Texte intégral
Q - Bonjour. Madame la Ministre, vous vous êtes montrée prudente ce matin sur le cessez-le-feu suite à l'offensive de l'Azerbaïdjan au Haut-Karabakh. Est-ce que vous pourriez nous dire pourquoi cette prudence ? Vous avez évoqué également des provocations de la part de Bakou. Est-ce qu'il faut redouter un autre conflit qui cette fois s'étendrait à l'Arménie ? Et deuxième question, qu'attendez-vous du Conseil de sécurité des Nations unies demain sur le sujet ?

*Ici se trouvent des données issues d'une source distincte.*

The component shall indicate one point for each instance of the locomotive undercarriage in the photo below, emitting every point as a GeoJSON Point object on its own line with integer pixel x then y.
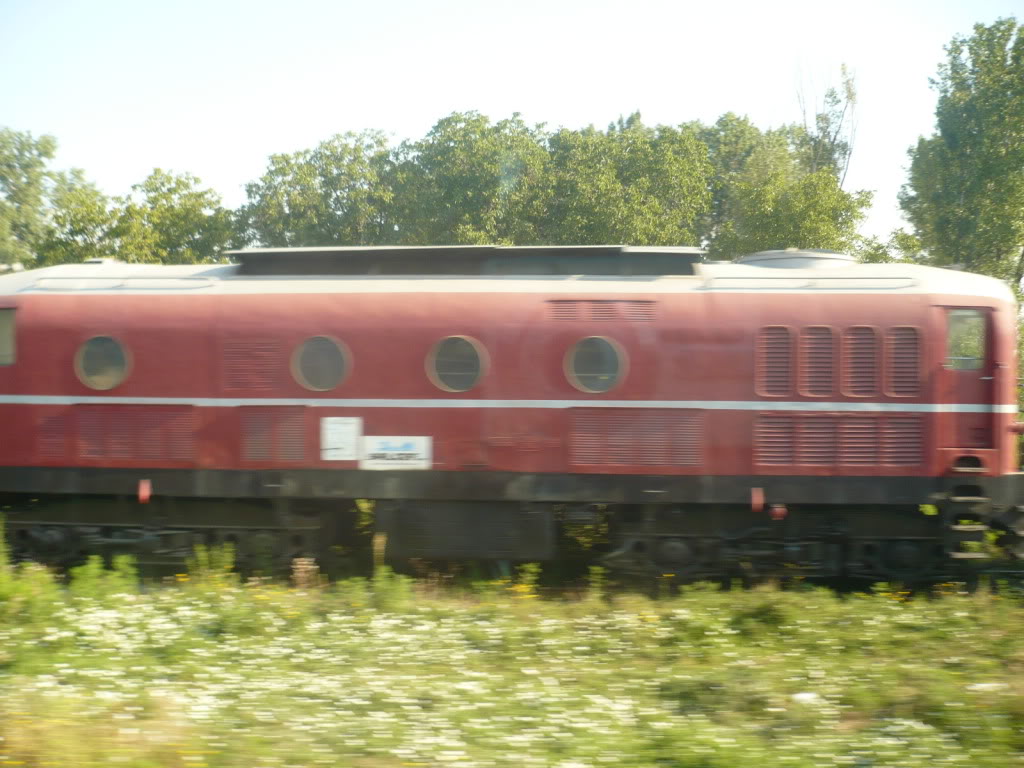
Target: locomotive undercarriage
{"type": "Point", "coordinates": [899, 544]}
{"type": "Point", "coordinates": [955, 537]}
{"type": "Point", "coordinates": [265, 536]}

R - Il faut être, en effet, très prudent sur ce qu'il se passe au Haut-Karabakh. Un accord de cessez-le-feu aurait été conclu. Il faut voir si, une fois conclu, il est observé, parce que je voudrais que l'on ait en tête qu'hier l'Azerbaïdjan a mené une action militaire, et avec des armes lourdes, y compris sur des populations civiles. Donc quand on ose recourir à ces moyens, cela justifie toute notre vigilance et toute notre prudence.

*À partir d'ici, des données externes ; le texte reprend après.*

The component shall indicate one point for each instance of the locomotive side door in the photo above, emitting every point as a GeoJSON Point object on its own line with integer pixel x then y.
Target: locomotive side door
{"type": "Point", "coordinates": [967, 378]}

Vous m'interrogez aussi sur les possibilités que l'Arménie se trouve malgré elle impliquée. Là aussi, je crois qu'il faut que nous rappelions la plus grande vigilance de la communauté internationale. Le Haut-Karabakh est peuplé d'une population arménienne, au sein d'un État qui est l'Azerbaïdjan. L'Arménie a pour position de considérer que, dans le droit international, fait, en effet, partie du territoire de l'Azerbaïdjan. Il ne serait pas bon que qui que ce soit essaie de prétendre que l'Arménie agissait au Haut-Karabakh : ce n'est pas vrai. Il y a des populations arméniennes de culture, par leur histoire, par leur tradition, qu'il faut d'ailleurs préserver dans leurs droits. Et c'est l'objet des efforts de la France et d'un certain nombre de ses partenaires, européens, américains et d'autres, que de faire respecter le droit de ces populations à vivre conformément à leur culture.
Q - Pour reprendre ma question, qu'attendez-vous du Conseil de sécurité demain ? Et faut-il montrer une plus grande fermeté, voire prendre des sanctions, contre Bakou ?

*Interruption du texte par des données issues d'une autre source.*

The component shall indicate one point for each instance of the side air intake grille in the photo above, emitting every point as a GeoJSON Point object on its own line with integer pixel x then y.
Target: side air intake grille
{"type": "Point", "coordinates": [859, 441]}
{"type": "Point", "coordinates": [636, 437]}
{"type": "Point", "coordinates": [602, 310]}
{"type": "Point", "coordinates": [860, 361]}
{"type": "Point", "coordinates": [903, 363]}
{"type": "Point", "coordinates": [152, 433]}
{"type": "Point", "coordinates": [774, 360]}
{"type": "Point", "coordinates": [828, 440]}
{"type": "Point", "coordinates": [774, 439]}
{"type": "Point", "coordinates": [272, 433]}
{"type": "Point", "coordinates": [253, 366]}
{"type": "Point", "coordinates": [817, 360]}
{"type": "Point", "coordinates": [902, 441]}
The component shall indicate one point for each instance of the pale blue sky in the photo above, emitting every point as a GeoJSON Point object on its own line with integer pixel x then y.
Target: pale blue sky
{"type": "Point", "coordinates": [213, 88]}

R - Demain, le Conseil de sécurité se réunit à la demande de la France et d'autres États. Il n'est pas si fréquent que cette question soit évoquée au niveau du Conseil de sécurité, et donc nous sommes heureux d'avoir pu obtenir une réaction de la communauté internationale sous la forme d'une réunion du Conseil. C'est une réunion d'information qui permettra l'exposé de la situation par le Secrétariat de l'ONU, et puis qui permettra à chacun des États composant le Conseil de sécurité de s'exprimer. Nous savons qu'il y a des différences de point de vue sur ce sujet, elles se sont manifestées dans le passé. Mais nous souhaitons que demain, après les graves opérations qui ont été menées par l'Azerbaïdjan et qui ont fait des victimes, y compris chez les civils, le Conseil soit capable de porter une voix unique pour demander l'arrêt de ces opérations, immédiatement, et le retour à la table des négociations. C'est par la négociation que la question des droits des habitants du Haut-Karabakh peut être réglée. C'est de même par la négociation que les questions encore pendantes, et il y en a quelques-unes, entre l'Arménie et l'Azerbaïdjan, seront réglées. Nous avons toujours encouragé un processus politique. C'est le seul à même d'apporter des réponses durables et pacifiques aux questions qui se posent.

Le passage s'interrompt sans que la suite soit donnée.